Faster insulin aspart (Fiasp) is a novel formulation of insulin aspart with an accelerated time-action profile which results in twice the exposure to insulin and 74% greater insulin action within the first 30 minutes after injection compared to conventional insulin aspart. This results in twice-as-fast onset of appearance in the bloodstream (4 vs. 9 min compared to conventional insulin aspart) which has been demonstrated to reduce postprandial glucose levels in patients with type 1 DM using CSII. Theoretically, this faster insulin action would be useful in correction dosing during acute episodes of hyperglycemia to normalize the blood glucose level more rapidly than is currently possible with conventional insulin aspart (NovoLog).
Many patients with type 1 DM using CSII now also use continuous glucose monitoring (CGM) for making insulin dosing decisions. Currently the FDA has approved 2 CGM systems for nonadjunctive use in bolus insulin dose calculations. Only one of these systems, the Dexcom, reads continuously to the patient and has alarms to warn of impending episodes of hyper- or hypoglycemia, and this is the system used most commonly by patients with type 1 DM using open-loop CSII. Patients now incorporate the Dexcom trend arrow, which depicts the rate and direction of glucose change, into the correction dose calculation, and recommendations on how to incorporate CGM information into correction dose calculations have recently been updated based on an expert consensus report. However, these guidelines were created for use with rapid acting insulin analogues. How they might need to be modified for use with Fiasp (the first and only ultra-rapid insulin analogue) is not known.
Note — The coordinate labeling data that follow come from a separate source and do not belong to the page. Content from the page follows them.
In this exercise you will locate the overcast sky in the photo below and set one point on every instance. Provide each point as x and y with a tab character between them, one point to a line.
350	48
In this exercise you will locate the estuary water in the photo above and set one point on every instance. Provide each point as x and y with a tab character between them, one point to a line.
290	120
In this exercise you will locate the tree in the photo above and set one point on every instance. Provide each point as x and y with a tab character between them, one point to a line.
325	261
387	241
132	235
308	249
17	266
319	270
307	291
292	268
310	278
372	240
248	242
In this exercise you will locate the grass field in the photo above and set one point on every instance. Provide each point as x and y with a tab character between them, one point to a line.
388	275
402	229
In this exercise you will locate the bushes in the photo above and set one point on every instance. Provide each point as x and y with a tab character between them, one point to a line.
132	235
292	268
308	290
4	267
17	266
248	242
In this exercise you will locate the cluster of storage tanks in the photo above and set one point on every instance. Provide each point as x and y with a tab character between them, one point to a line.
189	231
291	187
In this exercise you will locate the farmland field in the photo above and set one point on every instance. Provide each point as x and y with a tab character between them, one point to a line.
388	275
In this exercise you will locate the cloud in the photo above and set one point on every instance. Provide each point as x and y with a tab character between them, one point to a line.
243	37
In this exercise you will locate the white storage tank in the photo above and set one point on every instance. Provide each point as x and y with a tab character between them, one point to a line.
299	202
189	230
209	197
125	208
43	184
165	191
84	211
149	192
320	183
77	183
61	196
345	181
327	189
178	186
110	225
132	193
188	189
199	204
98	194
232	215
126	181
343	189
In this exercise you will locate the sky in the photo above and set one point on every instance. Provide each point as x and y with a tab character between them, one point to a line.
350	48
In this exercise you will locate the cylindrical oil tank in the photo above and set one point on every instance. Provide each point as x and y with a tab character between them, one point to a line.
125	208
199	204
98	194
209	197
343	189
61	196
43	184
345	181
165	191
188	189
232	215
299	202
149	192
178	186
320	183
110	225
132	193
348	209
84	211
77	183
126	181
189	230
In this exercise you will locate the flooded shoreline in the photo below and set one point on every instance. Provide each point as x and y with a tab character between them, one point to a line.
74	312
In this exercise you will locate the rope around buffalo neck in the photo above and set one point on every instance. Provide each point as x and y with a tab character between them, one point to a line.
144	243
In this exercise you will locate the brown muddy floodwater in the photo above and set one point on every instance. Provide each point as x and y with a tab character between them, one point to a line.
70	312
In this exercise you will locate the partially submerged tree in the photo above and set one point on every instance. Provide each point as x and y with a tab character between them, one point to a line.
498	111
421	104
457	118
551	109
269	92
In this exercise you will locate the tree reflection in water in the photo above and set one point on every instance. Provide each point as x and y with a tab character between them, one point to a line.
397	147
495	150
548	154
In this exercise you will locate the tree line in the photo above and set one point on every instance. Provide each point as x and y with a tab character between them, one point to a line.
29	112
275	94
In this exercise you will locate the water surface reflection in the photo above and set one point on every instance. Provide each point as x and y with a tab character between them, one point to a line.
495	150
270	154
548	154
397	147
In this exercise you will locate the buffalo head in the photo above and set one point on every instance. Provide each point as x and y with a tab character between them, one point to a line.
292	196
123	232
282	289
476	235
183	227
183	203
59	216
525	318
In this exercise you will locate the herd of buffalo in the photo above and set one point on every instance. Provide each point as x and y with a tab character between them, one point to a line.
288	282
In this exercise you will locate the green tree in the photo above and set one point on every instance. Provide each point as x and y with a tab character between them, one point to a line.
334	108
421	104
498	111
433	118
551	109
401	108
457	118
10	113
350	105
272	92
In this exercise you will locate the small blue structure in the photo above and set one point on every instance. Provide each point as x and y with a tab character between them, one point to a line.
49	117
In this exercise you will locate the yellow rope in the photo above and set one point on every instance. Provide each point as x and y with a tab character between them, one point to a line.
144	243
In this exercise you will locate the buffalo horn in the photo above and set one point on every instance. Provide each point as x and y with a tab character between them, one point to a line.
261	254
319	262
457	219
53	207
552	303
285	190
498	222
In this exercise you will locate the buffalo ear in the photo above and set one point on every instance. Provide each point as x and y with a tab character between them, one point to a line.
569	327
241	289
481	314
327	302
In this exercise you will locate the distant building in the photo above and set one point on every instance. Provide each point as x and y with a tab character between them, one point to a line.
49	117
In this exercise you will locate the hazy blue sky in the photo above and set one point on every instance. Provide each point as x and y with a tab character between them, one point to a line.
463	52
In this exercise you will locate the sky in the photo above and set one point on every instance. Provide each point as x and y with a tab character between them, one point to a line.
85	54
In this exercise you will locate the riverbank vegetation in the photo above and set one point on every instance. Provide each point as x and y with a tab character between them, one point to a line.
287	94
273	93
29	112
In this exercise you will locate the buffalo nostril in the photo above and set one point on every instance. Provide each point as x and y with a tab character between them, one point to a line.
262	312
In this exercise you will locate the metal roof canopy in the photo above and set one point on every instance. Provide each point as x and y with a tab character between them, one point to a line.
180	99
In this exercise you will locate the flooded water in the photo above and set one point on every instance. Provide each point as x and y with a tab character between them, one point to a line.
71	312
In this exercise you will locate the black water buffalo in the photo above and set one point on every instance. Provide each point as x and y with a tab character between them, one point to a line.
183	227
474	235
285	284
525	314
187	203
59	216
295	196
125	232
The purpose of this investigator-initiated trial is to compare the efficacy in terms of time to recovery from hyperglycemia as measured by time to arrest of hyperglycemic excursion ("glucose plateau point", primary endpoint) and return to premeal glucose target if feasible (secondary endpoint) between Fiasp and conventional insulin aspart when used as a correction bolus. These endpoints will be determined by CGM (Dexcom) from data exported from the Dexcom Clarity program.
Study hypothesis:
Compared to conventional insulin aspart, Fiasp will correct hyperglycemia (defined as arrest of rise of blood glucose, following correction bolus, ie, GPP ) faster than conventional insulin aspart in subjects with type 1 DM using CSII.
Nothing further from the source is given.